Performance Testing Template¶
#!/bin/bash
#SBATCH --job-name=performance_test
#SBATCH --partition=Main
#SBATCH --cpus-per-task=8
#SBATCH --mem=16GB
#SBATCH --time=01:00:00
#SBATCH --output=perf_%j.log
echo "=== Performance Test Started ==="
echo "Job ID: $SLURM_JOB_ID"
echo "Node: $(hostname)"
echo "CPUs allocated: $SLURM_CPUS_PER_TASK"

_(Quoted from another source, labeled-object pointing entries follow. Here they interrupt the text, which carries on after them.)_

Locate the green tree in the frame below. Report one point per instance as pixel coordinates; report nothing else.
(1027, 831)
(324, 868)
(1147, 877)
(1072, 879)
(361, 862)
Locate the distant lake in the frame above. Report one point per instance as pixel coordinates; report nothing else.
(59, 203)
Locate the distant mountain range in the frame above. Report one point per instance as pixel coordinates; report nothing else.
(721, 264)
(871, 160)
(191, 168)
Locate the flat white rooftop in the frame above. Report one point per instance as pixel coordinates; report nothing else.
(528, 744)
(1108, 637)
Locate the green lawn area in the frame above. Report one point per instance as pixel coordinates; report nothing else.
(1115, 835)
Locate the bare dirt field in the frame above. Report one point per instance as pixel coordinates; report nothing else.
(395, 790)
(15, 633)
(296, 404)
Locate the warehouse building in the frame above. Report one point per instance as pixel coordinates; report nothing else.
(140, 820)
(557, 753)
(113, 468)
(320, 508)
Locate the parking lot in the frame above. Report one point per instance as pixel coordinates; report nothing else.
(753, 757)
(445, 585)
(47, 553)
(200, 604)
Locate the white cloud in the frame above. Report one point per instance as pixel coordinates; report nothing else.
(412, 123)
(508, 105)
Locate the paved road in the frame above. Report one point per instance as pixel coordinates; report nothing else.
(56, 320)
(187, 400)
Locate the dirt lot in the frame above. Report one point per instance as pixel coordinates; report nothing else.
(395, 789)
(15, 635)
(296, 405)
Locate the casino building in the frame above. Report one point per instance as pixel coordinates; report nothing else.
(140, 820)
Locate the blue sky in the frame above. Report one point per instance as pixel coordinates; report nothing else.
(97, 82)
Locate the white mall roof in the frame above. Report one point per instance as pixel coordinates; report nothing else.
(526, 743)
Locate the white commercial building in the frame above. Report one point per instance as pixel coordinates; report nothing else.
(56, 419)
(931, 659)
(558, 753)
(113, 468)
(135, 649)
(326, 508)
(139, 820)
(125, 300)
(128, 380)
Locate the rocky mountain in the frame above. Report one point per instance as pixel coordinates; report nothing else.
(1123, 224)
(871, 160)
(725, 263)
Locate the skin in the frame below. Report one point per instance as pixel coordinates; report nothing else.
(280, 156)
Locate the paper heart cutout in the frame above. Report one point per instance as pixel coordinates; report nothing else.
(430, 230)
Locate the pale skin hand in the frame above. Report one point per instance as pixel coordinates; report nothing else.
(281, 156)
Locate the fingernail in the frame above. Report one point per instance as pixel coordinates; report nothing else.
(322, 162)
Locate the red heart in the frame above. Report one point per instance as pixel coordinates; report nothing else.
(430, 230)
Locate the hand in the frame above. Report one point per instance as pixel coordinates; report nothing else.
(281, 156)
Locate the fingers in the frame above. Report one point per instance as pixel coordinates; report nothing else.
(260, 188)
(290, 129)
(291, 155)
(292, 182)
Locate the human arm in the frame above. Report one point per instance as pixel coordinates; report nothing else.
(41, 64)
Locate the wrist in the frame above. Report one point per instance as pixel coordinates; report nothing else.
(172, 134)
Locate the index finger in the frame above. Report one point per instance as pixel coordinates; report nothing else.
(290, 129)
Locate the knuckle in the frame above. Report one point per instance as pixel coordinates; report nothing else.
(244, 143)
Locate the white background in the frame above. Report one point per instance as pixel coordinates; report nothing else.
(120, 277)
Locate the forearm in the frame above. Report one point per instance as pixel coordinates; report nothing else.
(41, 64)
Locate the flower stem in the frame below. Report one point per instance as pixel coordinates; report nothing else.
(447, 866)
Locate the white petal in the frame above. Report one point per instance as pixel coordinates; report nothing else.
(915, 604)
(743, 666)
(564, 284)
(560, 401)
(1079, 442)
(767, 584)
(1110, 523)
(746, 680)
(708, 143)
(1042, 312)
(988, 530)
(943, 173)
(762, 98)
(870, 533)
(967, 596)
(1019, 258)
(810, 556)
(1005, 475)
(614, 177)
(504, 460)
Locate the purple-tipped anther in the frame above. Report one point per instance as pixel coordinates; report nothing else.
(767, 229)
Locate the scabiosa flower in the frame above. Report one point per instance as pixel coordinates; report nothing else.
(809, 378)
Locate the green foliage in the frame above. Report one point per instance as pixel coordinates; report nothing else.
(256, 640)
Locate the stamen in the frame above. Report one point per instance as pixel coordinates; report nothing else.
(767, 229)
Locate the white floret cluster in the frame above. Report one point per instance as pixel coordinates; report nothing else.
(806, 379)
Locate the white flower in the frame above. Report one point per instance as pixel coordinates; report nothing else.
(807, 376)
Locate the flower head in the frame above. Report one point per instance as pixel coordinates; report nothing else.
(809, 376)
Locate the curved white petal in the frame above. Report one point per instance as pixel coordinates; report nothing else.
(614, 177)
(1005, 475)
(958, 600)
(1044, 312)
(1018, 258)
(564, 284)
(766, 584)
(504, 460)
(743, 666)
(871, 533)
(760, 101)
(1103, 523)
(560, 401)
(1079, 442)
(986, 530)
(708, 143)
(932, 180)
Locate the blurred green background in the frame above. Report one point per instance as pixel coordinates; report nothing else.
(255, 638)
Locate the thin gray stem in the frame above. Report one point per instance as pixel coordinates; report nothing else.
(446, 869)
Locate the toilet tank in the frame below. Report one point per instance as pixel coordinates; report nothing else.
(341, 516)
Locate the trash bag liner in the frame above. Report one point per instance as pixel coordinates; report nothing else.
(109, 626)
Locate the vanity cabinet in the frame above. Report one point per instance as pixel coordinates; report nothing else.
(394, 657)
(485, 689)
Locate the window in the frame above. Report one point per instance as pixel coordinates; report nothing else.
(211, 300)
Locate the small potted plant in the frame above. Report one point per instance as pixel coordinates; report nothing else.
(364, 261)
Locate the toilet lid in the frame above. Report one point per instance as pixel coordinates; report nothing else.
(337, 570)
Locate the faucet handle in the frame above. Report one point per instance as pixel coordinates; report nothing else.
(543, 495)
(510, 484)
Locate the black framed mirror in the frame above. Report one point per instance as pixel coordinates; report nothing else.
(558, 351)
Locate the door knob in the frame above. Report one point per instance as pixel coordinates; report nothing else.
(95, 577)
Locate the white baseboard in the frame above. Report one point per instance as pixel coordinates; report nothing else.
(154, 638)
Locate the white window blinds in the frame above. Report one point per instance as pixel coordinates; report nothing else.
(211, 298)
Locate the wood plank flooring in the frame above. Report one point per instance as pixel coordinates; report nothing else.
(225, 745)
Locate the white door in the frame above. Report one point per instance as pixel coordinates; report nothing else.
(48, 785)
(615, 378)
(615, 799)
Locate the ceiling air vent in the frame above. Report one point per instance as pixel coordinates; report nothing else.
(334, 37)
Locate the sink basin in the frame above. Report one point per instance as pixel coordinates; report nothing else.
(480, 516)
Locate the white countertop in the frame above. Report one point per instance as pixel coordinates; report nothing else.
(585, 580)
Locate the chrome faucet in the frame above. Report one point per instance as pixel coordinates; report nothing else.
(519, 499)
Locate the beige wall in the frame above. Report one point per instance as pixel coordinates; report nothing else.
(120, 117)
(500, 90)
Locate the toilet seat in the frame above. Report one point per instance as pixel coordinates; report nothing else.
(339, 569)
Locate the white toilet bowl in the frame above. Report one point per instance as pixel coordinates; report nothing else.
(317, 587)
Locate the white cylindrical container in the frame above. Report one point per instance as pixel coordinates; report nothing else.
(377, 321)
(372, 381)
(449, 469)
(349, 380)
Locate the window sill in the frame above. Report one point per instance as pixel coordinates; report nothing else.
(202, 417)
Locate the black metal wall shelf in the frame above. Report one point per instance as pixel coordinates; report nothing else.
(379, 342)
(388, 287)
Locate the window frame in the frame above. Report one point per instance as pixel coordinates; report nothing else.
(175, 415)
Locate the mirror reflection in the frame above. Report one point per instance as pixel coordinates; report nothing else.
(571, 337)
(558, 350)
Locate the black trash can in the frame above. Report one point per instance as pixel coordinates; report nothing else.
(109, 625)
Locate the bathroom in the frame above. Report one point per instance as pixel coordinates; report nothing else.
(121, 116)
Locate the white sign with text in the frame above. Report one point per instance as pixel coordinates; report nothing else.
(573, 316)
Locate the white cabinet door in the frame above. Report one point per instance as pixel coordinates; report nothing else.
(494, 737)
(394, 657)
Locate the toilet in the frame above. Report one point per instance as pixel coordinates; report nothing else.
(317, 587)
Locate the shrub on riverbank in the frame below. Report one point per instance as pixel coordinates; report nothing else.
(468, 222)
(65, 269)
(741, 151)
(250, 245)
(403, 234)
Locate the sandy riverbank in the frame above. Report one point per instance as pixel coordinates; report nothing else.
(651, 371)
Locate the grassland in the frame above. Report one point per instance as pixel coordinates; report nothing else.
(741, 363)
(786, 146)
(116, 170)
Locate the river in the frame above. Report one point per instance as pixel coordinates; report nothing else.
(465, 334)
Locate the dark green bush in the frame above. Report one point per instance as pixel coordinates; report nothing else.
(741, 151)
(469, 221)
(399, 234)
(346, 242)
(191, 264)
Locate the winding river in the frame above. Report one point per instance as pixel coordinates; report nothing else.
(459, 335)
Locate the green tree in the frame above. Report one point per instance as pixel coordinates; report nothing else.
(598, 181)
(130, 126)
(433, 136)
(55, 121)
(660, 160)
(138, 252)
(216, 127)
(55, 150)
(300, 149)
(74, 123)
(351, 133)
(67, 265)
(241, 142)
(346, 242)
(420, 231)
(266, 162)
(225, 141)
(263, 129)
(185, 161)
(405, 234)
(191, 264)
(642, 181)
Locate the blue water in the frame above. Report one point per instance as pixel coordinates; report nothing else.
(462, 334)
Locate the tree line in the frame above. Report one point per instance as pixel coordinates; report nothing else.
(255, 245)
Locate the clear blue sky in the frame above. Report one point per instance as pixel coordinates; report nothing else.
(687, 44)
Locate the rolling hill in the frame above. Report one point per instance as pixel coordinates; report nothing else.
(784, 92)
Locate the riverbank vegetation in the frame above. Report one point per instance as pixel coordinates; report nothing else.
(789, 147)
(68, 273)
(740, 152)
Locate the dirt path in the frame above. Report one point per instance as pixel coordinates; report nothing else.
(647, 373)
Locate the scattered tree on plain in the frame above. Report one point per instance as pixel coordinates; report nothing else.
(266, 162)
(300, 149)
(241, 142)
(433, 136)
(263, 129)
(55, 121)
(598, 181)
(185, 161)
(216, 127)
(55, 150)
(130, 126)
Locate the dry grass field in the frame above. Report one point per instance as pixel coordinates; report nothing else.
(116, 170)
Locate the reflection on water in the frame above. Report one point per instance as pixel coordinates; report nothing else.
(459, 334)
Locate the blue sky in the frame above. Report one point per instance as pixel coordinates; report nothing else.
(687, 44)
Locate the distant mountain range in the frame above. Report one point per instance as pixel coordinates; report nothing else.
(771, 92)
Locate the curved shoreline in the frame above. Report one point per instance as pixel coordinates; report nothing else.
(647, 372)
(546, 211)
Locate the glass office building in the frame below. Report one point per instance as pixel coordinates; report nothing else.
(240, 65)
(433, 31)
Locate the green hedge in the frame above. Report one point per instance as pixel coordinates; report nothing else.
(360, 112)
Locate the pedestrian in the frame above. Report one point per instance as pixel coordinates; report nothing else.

echo "Memory allocated: ${SLURM_MEM_PER_NODE}MB"
echo "Start time: $(date)"
# Record resource usage
echo "=== Initial Resource Usage ==="
free -h
df -h $HOME
df -h /scratch/$USER
module load python/3.12.3 # Or use system python3
# Time the main computation
echo "=== Starting Main Computation ==="
start_time=$(date +%s)
python performance_test_script.py
end_time=$(date +%s)
runtime=$((end_time - start_time))
echo "=== Performance Summary ==="
echo "Runtime: ${runtime} seconds"
echo "End time: $(date)"
# Check final resource usage
echo "=== Final Resource Usage ==="
free -h
echo "=== Performance Test Completed ==="
This comprehensive set of SLURM examples covers most common use cases and provides templates that can be adapted for specific needs. Each example includes comments explaining the key parameters and concepts.